Figure 1: How To Manage IT

 

IT portfolio management refers to the formal process for managing IT assets. An IT asset is software, hardware, middleware, IT projects, internal staff, applications and external consulting. Like
every newer discipline, many companies that have started their IT portfolio management efforts have not done so correctly. I would like to list out some of the keys to building successful IT
portfolio management applications.

By properly managing their IT portfolio it allows the corporation to see which projects are proceeding well and which are lagging behind. In my experience, almost every large company has a great
deal of duplicate IT effort occurring (see later section on “Reduce IT Redundancy”). This happens because the meta data is not accessible. At my company we have a couple of large
clients whose primary goal is to remove these tremendous redundancies, which translates into tremendous initial and ongoing IT costs.
Reduce IT Redundancy

CIO is commonly defined as Chief Information Officer; however, there is another possible meaning to this acronym; Career Is Over. One of the chief reasons for this is that most IT departments are
“handcuffed” in needless IT redundancy that too few CIOs are willing and capable of fixing.

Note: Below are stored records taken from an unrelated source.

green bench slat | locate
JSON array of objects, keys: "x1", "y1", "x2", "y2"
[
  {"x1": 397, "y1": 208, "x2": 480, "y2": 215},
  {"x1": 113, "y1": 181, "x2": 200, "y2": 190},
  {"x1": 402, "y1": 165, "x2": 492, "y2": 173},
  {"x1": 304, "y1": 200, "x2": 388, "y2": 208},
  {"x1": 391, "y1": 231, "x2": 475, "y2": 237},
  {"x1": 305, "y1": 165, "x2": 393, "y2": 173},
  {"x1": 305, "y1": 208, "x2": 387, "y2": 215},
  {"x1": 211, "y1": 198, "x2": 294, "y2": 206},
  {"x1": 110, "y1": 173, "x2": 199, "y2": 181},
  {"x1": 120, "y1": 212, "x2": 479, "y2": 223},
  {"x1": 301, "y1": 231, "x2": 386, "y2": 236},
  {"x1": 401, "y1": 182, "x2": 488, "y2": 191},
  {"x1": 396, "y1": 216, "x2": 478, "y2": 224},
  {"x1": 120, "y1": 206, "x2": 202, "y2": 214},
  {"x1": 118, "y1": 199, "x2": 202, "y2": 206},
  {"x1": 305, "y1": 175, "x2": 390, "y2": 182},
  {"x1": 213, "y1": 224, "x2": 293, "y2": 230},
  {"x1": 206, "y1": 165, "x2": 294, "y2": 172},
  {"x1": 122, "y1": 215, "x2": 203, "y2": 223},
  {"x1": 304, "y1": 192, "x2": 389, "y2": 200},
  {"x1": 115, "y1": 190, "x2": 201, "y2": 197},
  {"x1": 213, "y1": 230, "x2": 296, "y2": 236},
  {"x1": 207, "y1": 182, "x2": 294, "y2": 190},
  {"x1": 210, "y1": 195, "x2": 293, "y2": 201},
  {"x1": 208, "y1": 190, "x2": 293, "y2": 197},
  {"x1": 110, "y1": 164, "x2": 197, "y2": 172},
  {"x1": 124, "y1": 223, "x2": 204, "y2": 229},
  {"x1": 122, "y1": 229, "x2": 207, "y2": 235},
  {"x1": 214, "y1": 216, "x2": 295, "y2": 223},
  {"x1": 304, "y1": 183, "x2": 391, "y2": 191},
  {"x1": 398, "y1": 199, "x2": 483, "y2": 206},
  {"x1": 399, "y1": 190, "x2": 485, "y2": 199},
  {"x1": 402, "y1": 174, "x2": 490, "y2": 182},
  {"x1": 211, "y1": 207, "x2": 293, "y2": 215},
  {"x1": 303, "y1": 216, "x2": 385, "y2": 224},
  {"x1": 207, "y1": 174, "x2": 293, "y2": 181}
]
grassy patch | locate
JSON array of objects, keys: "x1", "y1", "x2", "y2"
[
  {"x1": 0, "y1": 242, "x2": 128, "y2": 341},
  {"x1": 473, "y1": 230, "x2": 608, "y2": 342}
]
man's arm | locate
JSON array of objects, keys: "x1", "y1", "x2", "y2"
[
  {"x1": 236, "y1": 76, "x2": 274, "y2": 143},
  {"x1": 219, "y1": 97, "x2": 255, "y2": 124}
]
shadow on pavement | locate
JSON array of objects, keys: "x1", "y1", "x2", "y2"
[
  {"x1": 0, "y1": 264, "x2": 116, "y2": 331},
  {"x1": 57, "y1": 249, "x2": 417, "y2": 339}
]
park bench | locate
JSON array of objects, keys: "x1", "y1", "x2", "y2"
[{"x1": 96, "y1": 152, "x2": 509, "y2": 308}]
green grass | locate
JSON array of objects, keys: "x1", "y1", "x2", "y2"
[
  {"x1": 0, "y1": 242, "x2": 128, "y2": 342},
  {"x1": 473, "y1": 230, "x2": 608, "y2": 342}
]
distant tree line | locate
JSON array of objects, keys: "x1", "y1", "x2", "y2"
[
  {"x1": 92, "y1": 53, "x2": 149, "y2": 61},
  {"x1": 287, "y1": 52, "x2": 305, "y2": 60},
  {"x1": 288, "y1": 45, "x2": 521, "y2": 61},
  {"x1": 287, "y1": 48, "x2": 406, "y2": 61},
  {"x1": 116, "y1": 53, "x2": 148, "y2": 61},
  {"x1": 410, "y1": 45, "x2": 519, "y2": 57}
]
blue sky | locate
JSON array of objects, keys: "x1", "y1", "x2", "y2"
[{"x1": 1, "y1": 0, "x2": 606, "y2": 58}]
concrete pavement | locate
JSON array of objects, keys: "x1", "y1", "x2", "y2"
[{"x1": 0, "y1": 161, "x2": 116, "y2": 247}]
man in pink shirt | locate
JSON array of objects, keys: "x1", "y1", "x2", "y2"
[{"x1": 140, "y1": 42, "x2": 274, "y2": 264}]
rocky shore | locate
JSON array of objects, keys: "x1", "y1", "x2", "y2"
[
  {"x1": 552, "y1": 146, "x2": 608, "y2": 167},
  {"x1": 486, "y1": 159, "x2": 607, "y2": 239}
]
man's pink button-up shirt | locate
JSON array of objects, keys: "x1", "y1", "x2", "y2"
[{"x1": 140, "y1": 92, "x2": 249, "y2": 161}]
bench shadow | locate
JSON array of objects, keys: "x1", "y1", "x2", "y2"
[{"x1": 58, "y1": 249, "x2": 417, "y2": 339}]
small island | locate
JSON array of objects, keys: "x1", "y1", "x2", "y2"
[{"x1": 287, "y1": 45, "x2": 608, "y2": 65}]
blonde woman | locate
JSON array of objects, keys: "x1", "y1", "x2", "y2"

There are several CIO surveys that are conducted annually. These surveys ask “what are your top concerns for the upcoming year”. Regardless of the survey you look at “data
integration” will be high on the list. Now data integration has two facets to it. One is the integration of data across disparate systems for enterprise applications. The second is the
integration/removal of IT redundancies. Please understand that some IT redundancy is a good thing. For example, when there is a power outage and one of your data centers is non-operational you need
to have a backup of these systems/data. However, when I talk about IT redundancies I am addressing “needless” IT redundancy. Meaning, IT redundancy that only exists because of
insufficient management of our IT systems. I was working with a Midwestern insurance company that, over a four year span had initiated various decision support efforts. After this four year period
they took the time to map out the flow of data from their operational systems, to their data staging areas and finally to their data mart structures. What they discovered was Figure 2:
“Typical IT Architecture”.

i029fe0402

Figure 2: Typical IT Architecture

What is enlightening about Figure 2 is that when I show this illustration during a client meeting or at a conference keynote address the typical response that I receive from the people is
“Where did you get a copy of our IT architecture?” If you work at a Global 2000 company or any large government entity, Figure 2 represents an overly simplified version of your IT
architecture. These poor architecture habits create a litany of problems including:

  • Redundant Applications/Processes/Data
  • Needless IT Rework
  • Redundant Hardware/Software

Redundant Applications/Processes/Data

It has been my experience working with large government agencies and Global 2000 companies that needlessly duplicate data is running rampant throughout our industry. In my experience the typical
large organization has between 3 – 4 fold needless data redundancy. Moreover, I can name multiple organizations that have literally hundreds of “independent” data mart
applications spread all over the company. Each one of these data marts is duplicating the extraction, transformation and load (ETL) that is typically done centrally in a data warehouse. This
greatly increases the number of support staff required to maintain the data warehousing system as these tasks are the largest and most costly data warehousing activities. Besides duplicating this
process, each data mart will also copy the data as well requiring further IT resources. It is easy to see why IT budgets are straining under the weight of all of this needless redundancy.

Needless IT Rework

During the requirements gathering portion of one of our meta data management initiatives I had an IT project manager discuss the challenges that he is facing in analyzing one of the
mission-critical legacy applications that will feed the data warehousing application that his team has been tasked to build. During our interview he stated, “This has to be the twentieth time
that our organization is analyzing this system to understand the business rules around the data.” This person’s story is an all too common one as almost all organizations reinvent the
IT wheel on every project. This situation occurs because usually separate teams will typically build each of the IT systems and since they don’t have a Managed Meta Data Environment (MME),
these teams do not leverage the other’s standards, processes, knowledge, and lessons learned. This results in a great deal of rework and reanalysis.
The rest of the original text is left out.